I ran into a tree –with my face.  When I mentioned this to my mother, she assumed it was with my car and I spent some time pondering whether that indicated she gave me too much credit or not enough.

I was walking down the sidewalk looking left because even though I’ve been told my entire life to watch where I am going, it seems as if all the interesting things are either to the left or right.  To my left, a woman clothed in pajamas was begging a tow truck driver to remove the boot from her car.  I was immersed in their interaction when the tree attacked me.  The assault wasn’t like the one in the Poltergeist movie where the tree wrapped people in its python-like branches.  It was a knock in the face so hard that my earring popped out and I had to sit on the sidewalk for a minute and say bad words while trying not to cry.  Not sure which kind of tree attack is worse.

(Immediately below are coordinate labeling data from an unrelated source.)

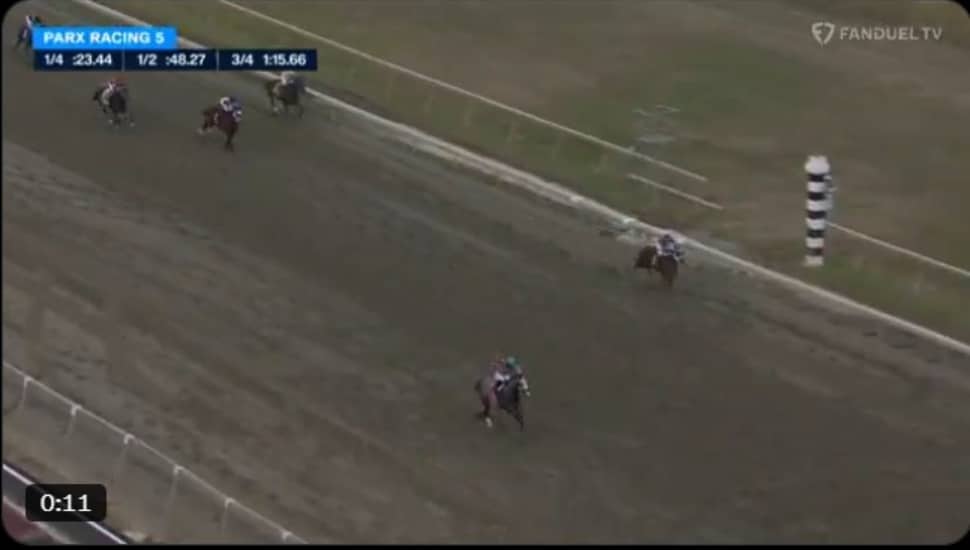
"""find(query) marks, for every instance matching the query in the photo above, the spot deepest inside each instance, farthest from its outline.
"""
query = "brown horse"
(114, 105)
(508, 398)
(228, 123)
(288, 95)
(667, 266)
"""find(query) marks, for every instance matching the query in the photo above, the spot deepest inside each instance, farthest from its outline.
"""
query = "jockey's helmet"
(512, 364)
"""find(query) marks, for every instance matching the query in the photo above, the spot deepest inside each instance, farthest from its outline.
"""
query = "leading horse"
(509, 398)
(114, 104)
(288, 95)
(666, 265)
(227, 122)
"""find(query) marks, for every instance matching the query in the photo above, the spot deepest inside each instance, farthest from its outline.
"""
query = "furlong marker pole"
(817, 207)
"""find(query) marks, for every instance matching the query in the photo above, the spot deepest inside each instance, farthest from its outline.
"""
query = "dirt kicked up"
(305, 318)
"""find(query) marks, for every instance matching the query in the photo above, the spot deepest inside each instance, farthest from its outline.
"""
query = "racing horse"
(667, 265)
(227, 122)
(288, 95)
(114, 105)
(509, 398)
(25, 36)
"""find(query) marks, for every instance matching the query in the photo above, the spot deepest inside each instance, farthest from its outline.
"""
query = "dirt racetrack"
(304, 319)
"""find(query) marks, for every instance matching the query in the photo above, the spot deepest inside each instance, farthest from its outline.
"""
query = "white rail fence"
(156, 495)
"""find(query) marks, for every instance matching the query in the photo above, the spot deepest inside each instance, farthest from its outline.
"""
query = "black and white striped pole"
(817, 208)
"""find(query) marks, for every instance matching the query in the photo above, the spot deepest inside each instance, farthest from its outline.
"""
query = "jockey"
(503, 370)
(667, 245)
(113, 84)
(229, 104)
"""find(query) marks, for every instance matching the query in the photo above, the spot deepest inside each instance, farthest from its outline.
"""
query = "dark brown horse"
(114, 105)
(288, 95)
(226, 122)
(508, 398)
(667, 266)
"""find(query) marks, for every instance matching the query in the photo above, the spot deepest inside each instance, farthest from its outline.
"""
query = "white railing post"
(816, 208)
(23, 392)
(125, 443)
(389, 85)
(427, 101)
(603, 161)
(557, 145)
(510, 133)
(466, 119)
(225, 516)
(170, 502)
(351, 72)
(71, 421)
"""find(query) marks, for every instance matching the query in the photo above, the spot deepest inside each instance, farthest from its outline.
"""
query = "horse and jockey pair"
(286, 90)
(112, 97)
(664, 255)
(226, 116)
(503, 388)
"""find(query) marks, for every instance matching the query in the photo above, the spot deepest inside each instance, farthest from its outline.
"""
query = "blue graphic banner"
(105, 38)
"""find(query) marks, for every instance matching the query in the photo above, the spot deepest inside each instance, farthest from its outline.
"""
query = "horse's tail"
(644, 257)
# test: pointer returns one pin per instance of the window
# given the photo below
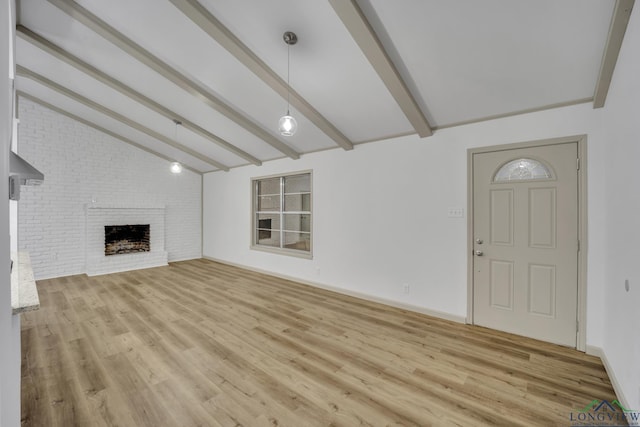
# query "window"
(522, 169)
(282, 214)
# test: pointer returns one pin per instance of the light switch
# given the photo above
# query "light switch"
(455, 213)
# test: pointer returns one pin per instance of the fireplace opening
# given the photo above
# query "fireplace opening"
(124, 239)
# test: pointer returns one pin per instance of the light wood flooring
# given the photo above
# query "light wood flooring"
(200, 343)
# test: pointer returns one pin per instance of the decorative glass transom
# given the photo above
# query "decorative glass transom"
(522, 169)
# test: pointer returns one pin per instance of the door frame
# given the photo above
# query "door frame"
(581, 140)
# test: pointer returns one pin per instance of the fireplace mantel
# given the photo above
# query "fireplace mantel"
(97, 216)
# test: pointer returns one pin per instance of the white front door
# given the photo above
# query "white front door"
(525, 225)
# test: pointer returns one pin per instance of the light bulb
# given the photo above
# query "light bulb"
(176, 167)
(287, 125)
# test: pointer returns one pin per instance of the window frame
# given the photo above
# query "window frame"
(299, 253)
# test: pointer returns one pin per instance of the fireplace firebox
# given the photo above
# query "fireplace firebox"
(124, 239)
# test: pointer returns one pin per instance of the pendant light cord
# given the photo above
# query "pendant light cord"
(288, 72)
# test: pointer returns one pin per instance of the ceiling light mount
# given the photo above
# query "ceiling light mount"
(287, 124)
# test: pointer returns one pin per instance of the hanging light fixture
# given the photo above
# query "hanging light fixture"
(176, 167)
(287, 124)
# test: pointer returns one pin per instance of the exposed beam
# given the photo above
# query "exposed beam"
(59, 53)
(99, 128)
(212, 26)
(618, 27)
(25, 72)
(196, 89)
(364, 35)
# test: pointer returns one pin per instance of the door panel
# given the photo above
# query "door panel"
(502, 217)
(542, 218)
(525, 226)
(502, 285)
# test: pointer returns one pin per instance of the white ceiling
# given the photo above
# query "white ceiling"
(460, 61)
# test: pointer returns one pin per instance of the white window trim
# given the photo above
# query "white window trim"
(270, 249)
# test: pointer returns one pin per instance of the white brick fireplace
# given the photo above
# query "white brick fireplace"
(99, 216)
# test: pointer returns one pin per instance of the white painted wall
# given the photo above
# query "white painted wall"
(9, 324)
(380, 212)
(622, 201)
(81, 164)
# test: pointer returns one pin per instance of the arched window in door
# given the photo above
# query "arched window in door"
(522, 169)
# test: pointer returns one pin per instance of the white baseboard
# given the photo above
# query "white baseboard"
(367, 297)
(598, 352)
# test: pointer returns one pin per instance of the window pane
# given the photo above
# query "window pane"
(522, 169)
(297, 184)
(299, 241)
(297, 202)
(268, 229)
(297, 222)
(268, 203)
(269, 186)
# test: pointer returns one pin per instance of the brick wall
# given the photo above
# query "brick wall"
(83, 166)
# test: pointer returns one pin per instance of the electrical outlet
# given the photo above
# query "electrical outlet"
(455, 212)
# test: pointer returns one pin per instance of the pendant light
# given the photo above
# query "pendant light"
(287, 124)
(176, 167)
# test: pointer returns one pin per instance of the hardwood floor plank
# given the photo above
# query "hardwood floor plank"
(199, 343)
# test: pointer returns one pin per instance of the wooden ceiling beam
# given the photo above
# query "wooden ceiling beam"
(25, 72)
(619, 22)
(63, 55)
(99, 128)
(364, 35)
(221, 34)
(197, 90)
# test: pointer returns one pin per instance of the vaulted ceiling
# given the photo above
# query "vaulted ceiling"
(362, 70)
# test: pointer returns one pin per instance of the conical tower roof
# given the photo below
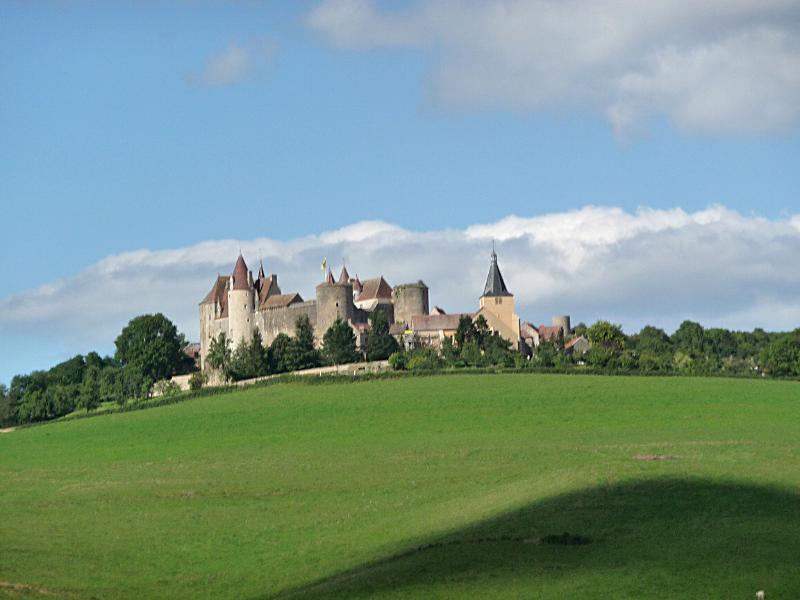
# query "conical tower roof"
(240, 274)
(344, 276)
(495, 286)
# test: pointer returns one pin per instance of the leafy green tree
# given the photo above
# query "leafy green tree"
(471, 354)
(545, 355)
(425, 359)
(108, 384)
(250, 359)
(688, 338)
(301, 352)
(278, 354)
(607, 336)
(782, 356)
(449, 352)
(399, 361)
(652, 339)
(339, 343)
(63, 398)
(465, 331)
(89, 397)
(482, 331)
(219, 354)
(152, 344)
(720, 343)
(580, 329)
(197, 380)
(497, 351)
(5, 405)
(380, 343)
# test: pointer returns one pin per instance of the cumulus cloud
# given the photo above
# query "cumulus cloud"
(650, 266)
(234, 64)
(718, 66)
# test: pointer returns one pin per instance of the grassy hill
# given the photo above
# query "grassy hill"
(450, 486)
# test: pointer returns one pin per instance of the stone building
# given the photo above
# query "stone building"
(239, 304)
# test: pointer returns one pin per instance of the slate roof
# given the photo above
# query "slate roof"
(281, 300)
(495, 286)
(375, 289)
(240, 275)
(549, 332)
(219, 293)
(435, 322)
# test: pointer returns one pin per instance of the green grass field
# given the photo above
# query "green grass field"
(426, 487)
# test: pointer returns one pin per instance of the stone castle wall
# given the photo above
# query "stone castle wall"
(272, 322)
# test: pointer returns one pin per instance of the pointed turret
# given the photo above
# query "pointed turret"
(495, 286)
(344, 276)
(240, 278)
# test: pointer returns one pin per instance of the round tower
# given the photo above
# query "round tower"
(563, 322)
(409, 299)
(334, 300)
(241, 304)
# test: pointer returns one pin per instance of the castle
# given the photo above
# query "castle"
(239, 304)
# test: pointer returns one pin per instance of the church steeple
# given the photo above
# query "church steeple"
(495, 286)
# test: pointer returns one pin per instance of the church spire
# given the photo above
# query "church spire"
(495, 286)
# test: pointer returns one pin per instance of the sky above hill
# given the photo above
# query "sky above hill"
(638, 161)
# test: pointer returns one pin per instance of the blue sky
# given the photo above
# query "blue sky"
(118, 134)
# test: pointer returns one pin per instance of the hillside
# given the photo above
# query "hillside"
(448, 486)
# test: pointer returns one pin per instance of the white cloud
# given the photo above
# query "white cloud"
(234, 64)
(651, 266)
(720, 66)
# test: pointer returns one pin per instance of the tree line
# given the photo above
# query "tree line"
(691, 350)
(148, 349)
(252, 358)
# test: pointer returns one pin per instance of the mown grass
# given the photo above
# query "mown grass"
(420, 487)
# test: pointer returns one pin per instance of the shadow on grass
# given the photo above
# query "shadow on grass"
(664, 538)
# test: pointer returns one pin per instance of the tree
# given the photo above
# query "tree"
(339, 343)
(219, 354)
(688, 338)
(301, 352)
(482, 331)
(108, 384)
(278, 354)
(652, 339)
(380, 343)
(607, 336)
(250, 359)
(466, 330)
(782, 356)
(89, 397)
(197, 380)
(720, 343)
(152, 344)
(5, 405)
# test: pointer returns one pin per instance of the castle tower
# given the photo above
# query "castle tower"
(497, 305)
(334, 300)
(409, 299)
(241, 304)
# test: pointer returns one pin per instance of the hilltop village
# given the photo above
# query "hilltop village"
(239, 304)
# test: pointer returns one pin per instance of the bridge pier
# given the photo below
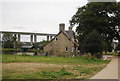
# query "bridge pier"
(18, 37)
(31, 39)
(50, 37)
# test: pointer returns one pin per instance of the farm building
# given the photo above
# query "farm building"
(63, 44)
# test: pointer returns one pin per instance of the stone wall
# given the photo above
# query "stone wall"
(57, 46)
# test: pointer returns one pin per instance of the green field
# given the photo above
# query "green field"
(37, 67)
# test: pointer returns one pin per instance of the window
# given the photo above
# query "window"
(66, 49)
(72, 49)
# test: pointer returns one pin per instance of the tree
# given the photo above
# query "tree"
(103, 17)
(93, 43)
(8, 40)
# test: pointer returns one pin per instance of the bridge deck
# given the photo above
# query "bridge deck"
(28, 33)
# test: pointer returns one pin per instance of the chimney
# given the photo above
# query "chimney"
(70, 27)
(61, 27)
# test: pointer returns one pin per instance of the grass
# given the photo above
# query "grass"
(37, 67)
(53, 60)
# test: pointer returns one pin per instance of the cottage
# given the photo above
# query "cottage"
(63, 44)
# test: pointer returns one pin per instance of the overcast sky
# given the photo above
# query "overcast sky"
(42, 16)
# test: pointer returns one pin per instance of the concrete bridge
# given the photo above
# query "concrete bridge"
(33, 36)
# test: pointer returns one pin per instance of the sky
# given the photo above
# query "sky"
(41, 16)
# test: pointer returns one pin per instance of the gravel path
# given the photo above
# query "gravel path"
(110, 71)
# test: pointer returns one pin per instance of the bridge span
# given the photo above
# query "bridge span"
(33, 36)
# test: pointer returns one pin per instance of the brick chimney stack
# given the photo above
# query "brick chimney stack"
(61, 27)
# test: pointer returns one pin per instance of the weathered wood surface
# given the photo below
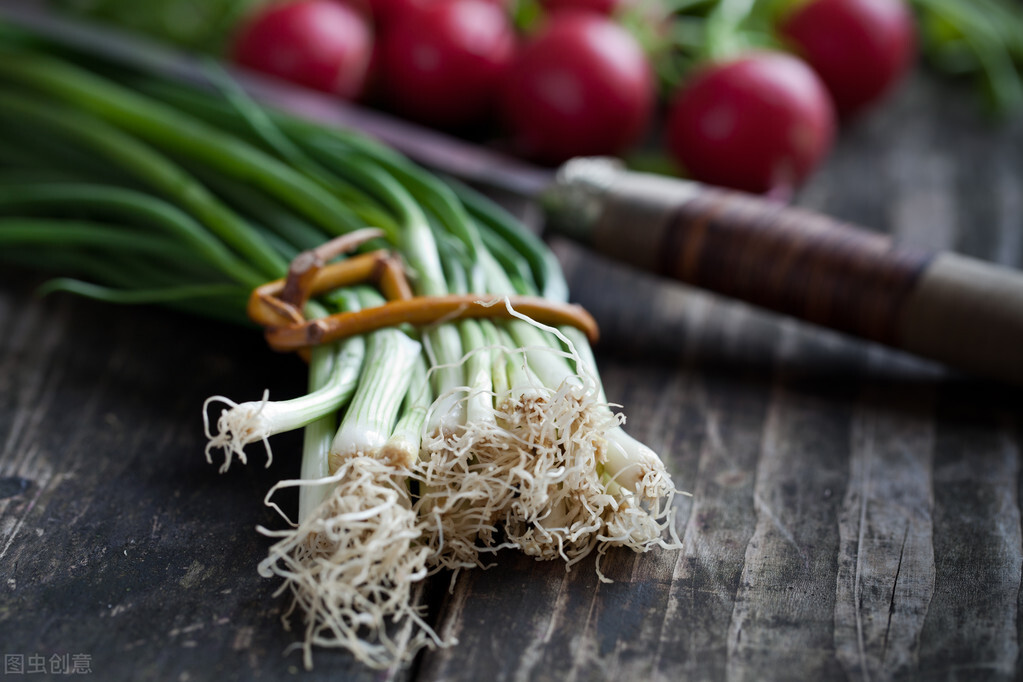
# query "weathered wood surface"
(855, 513)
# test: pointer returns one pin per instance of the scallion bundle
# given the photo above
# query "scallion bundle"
(428, 446)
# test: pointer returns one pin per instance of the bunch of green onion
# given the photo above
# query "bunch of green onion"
(425, 449)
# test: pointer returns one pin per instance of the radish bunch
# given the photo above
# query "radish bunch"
(755, 108)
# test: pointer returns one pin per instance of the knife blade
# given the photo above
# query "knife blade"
(960, 311)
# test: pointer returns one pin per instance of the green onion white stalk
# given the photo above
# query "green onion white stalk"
(426, 449)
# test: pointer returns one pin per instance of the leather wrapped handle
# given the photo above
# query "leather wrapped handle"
(960, 311)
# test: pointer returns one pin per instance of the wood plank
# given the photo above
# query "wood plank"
(118, 541)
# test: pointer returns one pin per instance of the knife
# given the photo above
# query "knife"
(957, 310)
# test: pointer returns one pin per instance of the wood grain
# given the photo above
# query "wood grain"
(854, 512)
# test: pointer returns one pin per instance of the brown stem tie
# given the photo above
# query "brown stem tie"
(277, 305)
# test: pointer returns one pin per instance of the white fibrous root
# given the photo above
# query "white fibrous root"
(238, 425)
(352, 566)
(536, 480)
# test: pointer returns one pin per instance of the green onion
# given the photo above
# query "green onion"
(426, 448)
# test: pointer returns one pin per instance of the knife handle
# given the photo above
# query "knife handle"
(960, 311)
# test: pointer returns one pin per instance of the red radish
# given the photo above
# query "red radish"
(606, 7)
(387, 12)
(860, 48)
(322, 44)
(581, 87)
(443, 63)
(759, 123)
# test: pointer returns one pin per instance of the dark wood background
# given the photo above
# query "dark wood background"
(855, 513)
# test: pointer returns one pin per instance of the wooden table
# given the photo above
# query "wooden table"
(854, 513)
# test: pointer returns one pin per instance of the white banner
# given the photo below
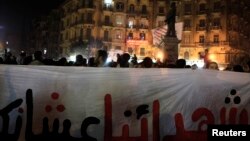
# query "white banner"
(39, 103)
(160, 32)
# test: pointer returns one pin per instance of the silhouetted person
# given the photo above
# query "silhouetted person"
(101, 58)
(238, 68)
(170, 20)
(38, 58)
(180, 63)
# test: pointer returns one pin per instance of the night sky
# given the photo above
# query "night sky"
(16, 15)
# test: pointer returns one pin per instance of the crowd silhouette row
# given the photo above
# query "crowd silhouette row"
(100, 60)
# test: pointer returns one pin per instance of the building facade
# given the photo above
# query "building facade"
(219, 26)
(215, 25)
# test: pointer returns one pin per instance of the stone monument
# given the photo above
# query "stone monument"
(170, 41)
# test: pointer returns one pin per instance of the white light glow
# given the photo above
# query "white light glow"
(199, 63)
(108, 1)
(72, 58)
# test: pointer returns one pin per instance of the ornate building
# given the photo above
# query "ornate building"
(219, 26)
(216, 26)
(112, 25)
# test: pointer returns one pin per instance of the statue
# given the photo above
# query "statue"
(170, 20)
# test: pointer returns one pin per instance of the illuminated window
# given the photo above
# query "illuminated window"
(142, 51)
(118, 48)
(144, 9)
(106, 35)
(119, 20)
(187, 23)
(202, 23)
(202, 7)
(119, 6)
(161, 10)
(118, 34)
(187, 8)
(108, 1)
(130, 50)
(186, 55)
(216, 38)
(130, 35)
(142, 36)
(130, 24)
(131, 8)
(201, 39)
(216, 22)
(107, 20)
(88, 33)
(217, 6)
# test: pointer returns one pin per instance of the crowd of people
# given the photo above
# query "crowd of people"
(100, 60)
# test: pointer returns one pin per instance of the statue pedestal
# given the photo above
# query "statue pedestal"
(170, 49)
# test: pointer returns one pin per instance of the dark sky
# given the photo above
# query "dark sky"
(15, 15)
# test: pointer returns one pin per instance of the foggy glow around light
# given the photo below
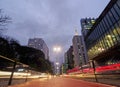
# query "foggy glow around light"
(57, 49)
(57, 63)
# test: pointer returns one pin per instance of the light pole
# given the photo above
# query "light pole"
(57, 49)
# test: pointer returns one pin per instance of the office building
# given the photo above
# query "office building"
(86, 24)
(103, 40)
(38, 43)
(79, 51)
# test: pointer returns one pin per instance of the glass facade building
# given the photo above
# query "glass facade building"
(103, 39)
(86, 24)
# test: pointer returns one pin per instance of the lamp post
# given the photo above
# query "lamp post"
(57, 49)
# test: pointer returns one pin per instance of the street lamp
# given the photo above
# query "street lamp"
(57, 49)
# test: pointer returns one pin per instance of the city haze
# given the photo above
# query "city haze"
(53, 20)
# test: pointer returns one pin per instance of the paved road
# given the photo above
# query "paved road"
(60, 82)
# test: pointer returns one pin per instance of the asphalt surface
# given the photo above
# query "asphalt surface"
(60, 82)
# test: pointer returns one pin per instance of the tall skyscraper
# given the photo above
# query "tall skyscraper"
(38, 43)
(80, 56)
(86, 24)
(103, 40)
(69, 58)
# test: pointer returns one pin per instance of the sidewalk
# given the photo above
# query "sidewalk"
(60, 82)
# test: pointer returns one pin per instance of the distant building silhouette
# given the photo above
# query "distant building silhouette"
(38, 43)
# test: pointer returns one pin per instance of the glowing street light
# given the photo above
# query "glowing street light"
(57, 63)
(57, 49)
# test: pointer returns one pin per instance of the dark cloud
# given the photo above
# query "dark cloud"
(52, 20)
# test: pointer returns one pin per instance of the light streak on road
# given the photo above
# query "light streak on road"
(5, 73)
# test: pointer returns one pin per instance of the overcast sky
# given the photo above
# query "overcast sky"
(52, 20)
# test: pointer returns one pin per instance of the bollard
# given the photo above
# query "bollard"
(11, 77)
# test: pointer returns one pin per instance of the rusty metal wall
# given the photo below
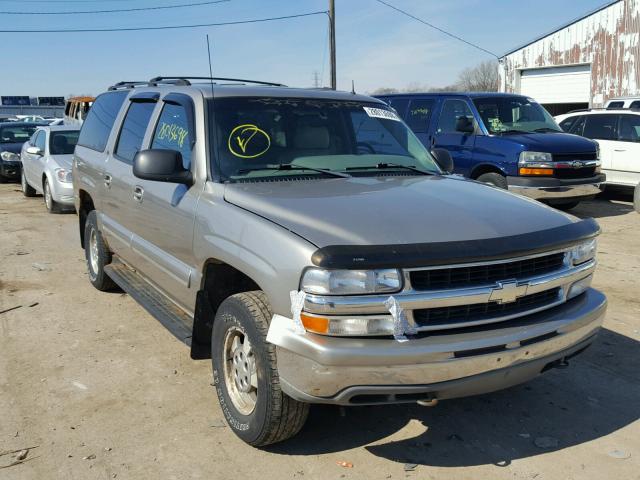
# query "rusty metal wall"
(608, 40)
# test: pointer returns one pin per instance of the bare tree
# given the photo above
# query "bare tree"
(481, 78)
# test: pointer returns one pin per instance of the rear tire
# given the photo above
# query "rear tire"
(494, 179)
(97, 254)
(27, 190)
(245, 373)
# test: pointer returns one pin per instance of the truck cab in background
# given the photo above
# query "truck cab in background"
(506, 140)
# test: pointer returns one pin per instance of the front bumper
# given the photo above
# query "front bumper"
(541, 188)
(357, 371)
(10, 169)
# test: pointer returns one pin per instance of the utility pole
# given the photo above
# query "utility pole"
(332, 42)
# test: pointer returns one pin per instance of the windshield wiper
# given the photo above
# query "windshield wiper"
(547, 129)
(384, 165)
(293, 166)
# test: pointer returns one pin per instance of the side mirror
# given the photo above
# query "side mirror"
(464, 125)
(161, 166)
(443, 159)
(34, 151)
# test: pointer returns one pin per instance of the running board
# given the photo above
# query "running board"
(174, 319)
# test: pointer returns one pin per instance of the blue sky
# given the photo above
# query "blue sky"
(377, 47)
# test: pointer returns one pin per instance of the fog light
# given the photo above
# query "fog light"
(579, 287)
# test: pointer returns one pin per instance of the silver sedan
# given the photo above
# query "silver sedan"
(46, 166)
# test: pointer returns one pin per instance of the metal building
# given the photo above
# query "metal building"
(580, 64)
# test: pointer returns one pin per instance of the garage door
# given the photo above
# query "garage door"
(557, 84)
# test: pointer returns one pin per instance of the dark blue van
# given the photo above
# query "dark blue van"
(507, 140)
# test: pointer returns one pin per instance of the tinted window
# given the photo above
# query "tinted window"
(99, 122)
(452, 110)
(567, 123)
(133, 127)
(629, 129)
(40, 138)
(419, 115)
(63, 142)
(400, 104)
(172, 132)
(601, 127)
(16, 134)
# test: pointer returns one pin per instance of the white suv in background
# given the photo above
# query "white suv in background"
(617, 131)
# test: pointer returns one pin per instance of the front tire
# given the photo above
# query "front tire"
(27, 190)
(245, 373)
(97, 254)
(494, 179)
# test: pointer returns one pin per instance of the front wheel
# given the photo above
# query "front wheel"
(245, 373)
(27, 190)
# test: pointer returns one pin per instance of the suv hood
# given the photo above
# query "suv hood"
(551, 142)
(393, 210)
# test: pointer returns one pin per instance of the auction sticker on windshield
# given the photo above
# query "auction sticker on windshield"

I have small cuts on my jaw and ear that can easily be covered with makeup and hair.  It annoys me that they look so minor when hours later I can still feel the throb from the jarring hit.  It seems like I should have an imprint of bark on my face or a dangling ear, but sadly, I look relatively normal.  It made me think about the wounds we carry and how the ones that hurt the most are often unseen.  This pulsating pain walks with us no matter which direction we are headed. Few know the extent of our injuries and sometimes we too ignore the ache of our wounds.  We try to be tough.  We try to move on.  We think the heart heals as intuitively as our bodies do from injury or sickness.    We assume healing will just happen without acknowledgment or effort the way bruises fade from darkness into nothingness.  Yet our hearts were not made for darkness and nothingness.  They were made for love and the consequences of that ability to stretch and surmount and pour out and let in — is a vulnerability to being hurt.  Jesus knew this.  He loved unequivocally and it motivated his willingness to suffer for us so that we could also know great love.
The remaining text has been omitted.